Kindly help with this: Data Extraction Scope - Failed to consume License
Hey @Rachita_Chauhan! Sorry, but I can’t help on that issue… You should probably raise a support ticket for it.
PS: Sorry Tomlin, I missed your message; only saw it now
Hi @Alexandru-Luca ,
I’m finally back with focus on using the DU Framework template. First off, it is very easy to use. And thanks for creating this for us!
This may not something directly related to the template, rather the DU product itself. I’m trying to come up with a configurable rule that I could use to decide if a document has to be sent of to a Data Validation HITL Action in the Action Center.

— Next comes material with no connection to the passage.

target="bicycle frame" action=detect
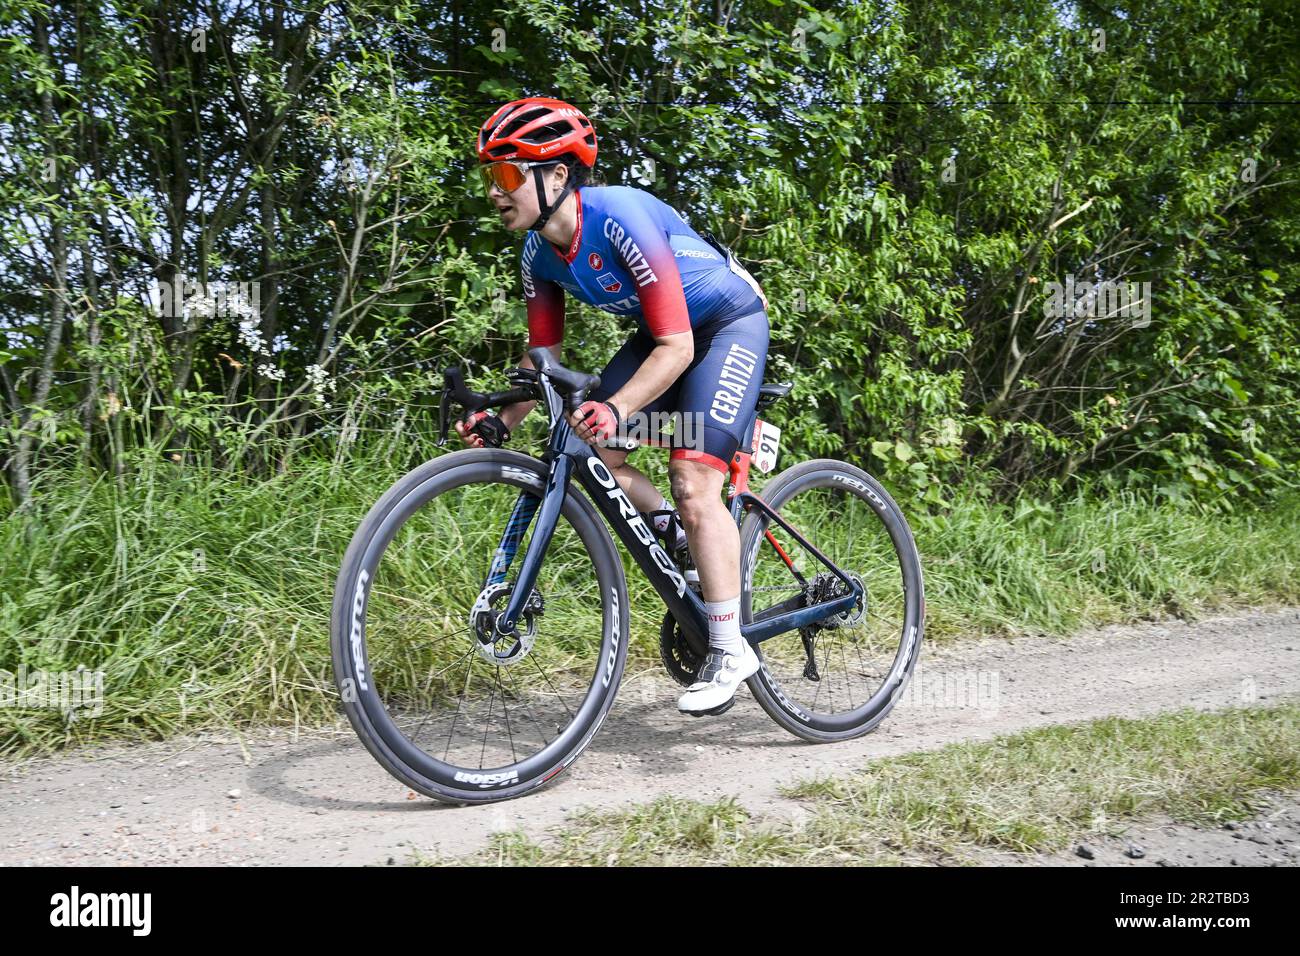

I am not sure if this already exists? If not, I was wondering if the ExtractionResults object by itself could summarize a base statistic of the overall confidence it has when extracting results from a document.
Here is one example in which I have 10 fields. Of these, 8 of them have been pulled with 99-100% confidence whilst 2 of them are distributed between 66% and 8%!
Therefore, the overall confidence is definitely down in this case. But I wouldn’t know it unless I look at the Confidence or OcrConfidence attribute of the Fields collection of the ExtractionResults object. The second screen shot shows this from the Debug window in Studio.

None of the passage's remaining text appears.